The initial assessment has prompted the regulator to launch investigations into 17 operators, five of which could be subject to a licence review.
"It is vital that the gambling industry takes its duty to protect consumers and keep crime out of gambling seriously," outgoing UKGC chief executive Sarah Harrison said. "The Gambling Commission's new strategy sets out our vision for a fairer and safer gambling market. The action we are taking to examine online casino operators' compliance with money laundering and customer interaction requirements is just one example of how we will be relentless in turning that vision into reality.
"As the online sector continues to grow, and now accounts for a third of the British gambling market, it is right that we maintain a sharp focus on online gambling," she continued. "That is why in addition to our work on compliance among online casino operators, we have also been conducting a wider ranging review of online gambling looking at how the market has evolved and to identify where further action can be taken to make gambling fairer and safer for consumers."
The UKGC said that companies were failing to properly carry out due diligence on customers, as required by licence condition 12.1.1, which is designed to prevent money laundering.
"In our initial assessments we found a lack of evidence of ongoing monitoring of customer accounts ," the Commission explained. "We are concerned that where ongoing monitoring of customer accounts is not proactively undertaken both money laundering and/or social responsibility issues go unreported."

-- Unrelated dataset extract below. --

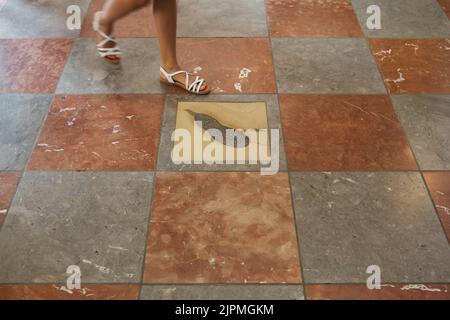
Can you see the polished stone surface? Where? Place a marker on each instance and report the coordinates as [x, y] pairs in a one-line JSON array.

The commission said that it found evidence of staff with no formal anti-money laundering training working as Money Laundering Reporting Officers (MLROs). Some were even found to be unable to properly explain what constitutes money laundering, while there was a "general lack of understanding" of how criminal funds could affect a business.
MLROs were also found to be failing to submit Suspicious Activity Reports (SARs) to the National Crime Agency and Financial Intelligence Unit, meaning potentially illegal transactions were processed and not properly investigated.
With regards to problem gambling, the commission found that some operators were failing to act when customers showed signs of problem gambling, in breach of the social responsibility obligations set out in the terms of the UK licence.
"We reviewed a large number of customer accounts during the assessments and identified potential signs of problem gambling based on consumers’ gambling pattern and spend," the UKGC said. "In many cases however this behaviour did not trigger a customer interaction. Customer account records did not show any evidence of customer interactions taking place and operators were of the view that these customers did not raise any concerns."
The UKGC has urged all companies to review their anti-money laundering and social responsibility controls to ensure they fully comply with the licence terms.